Paddy Power defended a lack of scheduled breaks and argued that the nature of the business it operates involved a large element of variability.
It said factors driving this included peaks and troughs in the racing season.
During periods of high activity, like Cheltenham and the Grand National, it said staff numbers were increased to ensure sufficient opportunities for rest breaks.
However, the adjudication officer found the complaint was well founded and directed the employer to pay up to €1,000 compensation to staff.
He said he reached the conclusion that the employer "does not keep appropriate records to show that employees are getting the breaks to which they are entitled" under legislation.

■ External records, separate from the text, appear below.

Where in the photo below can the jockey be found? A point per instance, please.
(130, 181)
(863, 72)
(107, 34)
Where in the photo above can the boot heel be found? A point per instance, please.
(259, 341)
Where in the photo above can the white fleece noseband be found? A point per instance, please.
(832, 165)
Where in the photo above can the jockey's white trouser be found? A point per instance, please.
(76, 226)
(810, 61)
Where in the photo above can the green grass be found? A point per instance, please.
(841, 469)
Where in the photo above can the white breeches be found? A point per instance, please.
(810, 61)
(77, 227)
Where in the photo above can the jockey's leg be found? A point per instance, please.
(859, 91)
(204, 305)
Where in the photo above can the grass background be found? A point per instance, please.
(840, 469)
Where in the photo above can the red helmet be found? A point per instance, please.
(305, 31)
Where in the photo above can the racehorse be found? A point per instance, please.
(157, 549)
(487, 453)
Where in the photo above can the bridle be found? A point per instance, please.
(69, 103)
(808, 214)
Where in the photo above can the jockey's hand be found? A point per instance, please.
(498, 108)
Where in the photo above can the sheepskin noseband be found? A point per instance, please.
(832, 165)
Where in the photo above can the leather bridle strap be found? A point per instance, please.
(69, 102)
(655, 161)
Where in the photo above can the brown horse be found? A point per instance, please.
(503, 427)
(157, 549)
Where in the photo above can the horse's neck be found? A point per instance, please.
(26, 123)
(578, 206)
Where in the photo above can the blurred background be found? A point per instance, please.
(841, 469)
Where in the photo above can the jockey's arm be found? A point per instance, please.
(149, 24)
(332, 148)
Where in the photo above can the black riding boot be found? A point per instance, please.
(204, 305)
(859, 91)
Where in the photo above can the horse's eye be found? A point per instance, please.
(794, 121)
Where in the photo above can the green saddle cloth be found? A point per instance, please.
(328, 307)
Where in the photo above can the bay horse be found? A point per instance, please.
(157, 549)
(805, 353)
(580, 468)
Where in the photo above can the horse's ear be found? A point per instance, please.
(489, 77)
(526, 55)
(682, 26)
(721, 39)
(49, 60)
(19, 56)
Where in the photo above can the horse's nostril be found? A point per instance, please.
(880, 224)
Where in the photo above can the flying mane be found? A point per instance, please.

Meanwhile, Mandate has written to seek a meeting to discuss a pay increase, sick pay scheme, staffing levels and Sunday premium pay.
Mandate divisional organiser Robert McNamara said the union's 300 members at the betting chain were delighted to see the process end with compensation payments due to the "denial of their rest breaks".
"Hopefully, Paddy Power and all companies ensure their workers get their basic entitlements in the future," he said.
He added that the company had confirmed it would not appeal the Workplace Relations Commission decisions and had paid out the money owed to members.
In relation to the union's new claims for increased pay and better terms and conditions, he said management had so far refused to engage so it may seek WRC intervention.
Paddy Power's parent company Flutter said it had no comment.